Will your accountant prepare your returns to avoid getting you in trouble with the tax people? Will he suggest some tips for easier filing? Will he suggest ways you can prepare some of your own returns to reduce costs?
On the other hand, clients fear you’ll treat them with something less than complete courtesy. They wonder if you will be prompt, courteous and friendly. They’ll wonder if you’ll be judgmental about their decision and their lifestyles, especially in sensitive situations.
If you’re applying for a job, your employer will also have a lot of fears. Will you show up on time? Will you be able to do the work? Will you fit into the organization or be a problem child? Will you develop personal issues that cause you to be absent – mentally or physically – or leave the company before they’ve recovered their hiring investment?
We rarely hear discussions about these fears, but they are very real.
Why hire THIS decorator instead of another one?
Cynthia’s fears include:
Will you show up?
Will you paint the walls purple with pink polka dots?
Will you put pictures on the wall that would be embarrassing to have in our home?

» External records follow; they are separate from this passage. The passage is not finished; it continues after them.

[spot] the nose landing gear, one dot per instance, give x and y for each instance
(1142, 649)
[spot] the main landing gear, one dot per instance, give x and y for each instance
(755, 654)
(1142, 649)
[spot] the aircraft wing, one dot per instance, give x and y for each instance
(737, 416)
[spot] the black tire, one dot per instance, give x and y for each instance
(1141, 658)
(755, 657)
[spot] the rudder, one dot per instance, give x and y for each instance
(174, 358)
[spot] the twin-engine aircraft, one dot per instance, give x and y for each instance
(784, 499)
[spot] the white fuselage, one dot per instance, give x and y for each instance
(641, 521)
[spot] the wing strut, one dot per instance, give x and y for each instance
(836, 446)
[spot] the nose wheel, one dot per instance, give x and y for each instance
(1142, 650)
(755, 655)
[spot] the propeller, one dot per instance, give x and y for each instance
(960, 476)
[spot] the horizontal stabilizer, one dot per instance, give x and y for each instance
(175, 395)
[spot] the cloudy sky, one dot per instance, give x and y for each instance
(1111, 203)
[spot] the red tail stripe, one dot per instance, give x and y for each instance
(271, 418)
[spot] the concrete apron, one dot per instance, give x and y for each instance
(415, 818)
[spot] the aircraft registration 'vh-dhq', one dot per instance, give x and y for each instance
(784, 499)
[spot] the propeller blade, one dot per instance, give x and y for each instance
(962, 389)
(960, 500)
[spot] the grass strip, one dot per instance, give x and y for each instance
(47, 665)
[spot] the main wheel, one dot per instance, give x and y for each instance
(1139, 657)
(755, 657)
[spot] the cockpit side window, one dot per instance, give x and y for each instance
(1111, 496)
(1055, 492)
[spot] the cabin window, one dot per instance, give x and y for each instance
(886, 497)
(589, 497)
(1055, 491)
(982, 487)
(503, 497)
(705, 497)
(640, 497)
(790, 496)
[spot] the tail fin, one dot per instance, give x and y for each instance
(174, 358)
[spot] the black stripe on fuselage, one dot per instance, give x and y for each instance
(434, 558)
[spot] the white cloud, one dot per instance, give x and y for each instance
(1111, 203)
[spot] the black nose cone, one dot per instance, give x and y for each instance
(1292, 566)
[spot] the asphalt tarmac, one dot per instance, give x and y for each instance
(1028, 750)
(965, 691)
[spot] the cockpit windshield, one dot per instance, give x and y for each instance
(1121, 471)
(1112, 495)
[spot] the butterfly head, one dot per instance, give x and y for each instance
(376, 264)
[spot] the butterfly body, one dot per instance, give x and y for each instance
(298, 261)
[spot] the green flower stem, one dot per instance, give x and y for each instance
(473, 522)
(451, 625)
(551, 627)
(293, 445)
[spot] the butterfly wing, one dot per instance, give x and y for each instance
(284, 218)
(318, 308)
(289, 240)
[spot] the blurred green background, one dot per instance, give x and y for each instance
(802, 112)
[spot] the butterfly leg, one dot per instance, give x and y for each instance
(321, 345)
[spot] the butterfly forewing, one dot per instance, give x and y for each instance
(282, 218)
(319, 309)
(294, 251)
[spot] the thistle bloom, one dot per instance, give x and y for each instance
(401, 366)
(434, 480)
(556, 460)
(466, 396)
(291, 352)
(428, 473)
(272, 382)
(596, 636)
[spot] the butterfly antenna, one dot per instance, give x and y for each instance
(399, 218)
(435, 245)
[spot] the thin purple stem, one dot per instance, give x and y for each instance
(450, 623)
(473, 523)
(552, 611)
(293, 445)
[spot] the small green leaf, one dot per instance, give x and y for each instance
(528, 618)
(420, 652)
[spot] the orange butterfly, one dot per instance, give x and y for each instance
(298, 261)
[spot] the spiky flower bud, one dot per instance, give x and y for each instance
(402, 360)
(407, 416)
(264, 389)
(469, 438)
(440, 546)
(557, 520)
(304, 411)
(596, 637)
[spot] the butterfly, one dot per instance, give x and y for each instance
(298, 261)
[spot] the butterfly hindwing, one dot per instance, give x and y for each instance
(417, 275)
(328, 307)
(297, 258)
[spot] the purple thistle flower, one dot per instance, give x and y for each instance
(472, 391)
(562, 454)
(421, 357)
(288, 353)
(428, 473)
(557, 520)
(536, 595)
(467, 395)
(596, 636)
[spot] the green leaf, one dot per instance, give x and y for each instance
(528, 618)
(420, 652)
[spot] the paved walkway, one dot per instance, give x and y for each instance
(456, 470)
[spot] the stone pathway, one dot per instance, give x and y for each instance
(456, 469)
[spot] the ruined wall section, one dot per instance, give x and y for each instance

Will you disrupt the family?
Are you going to be judgmental?
Will you look down on me when you see my current furniture – the same furniture I bought as a graduate student?
Are you going to tell me I have no taste?
To address these fears, you can tell stories about you helped others in this situation – came in under budget, didn’t drive them into debt, didn’t paint the walls a ridiculous color.
Those are the levels you have to reach when you’re dealing with clients. By bragging you actually reassure them – “yes, I can help you!”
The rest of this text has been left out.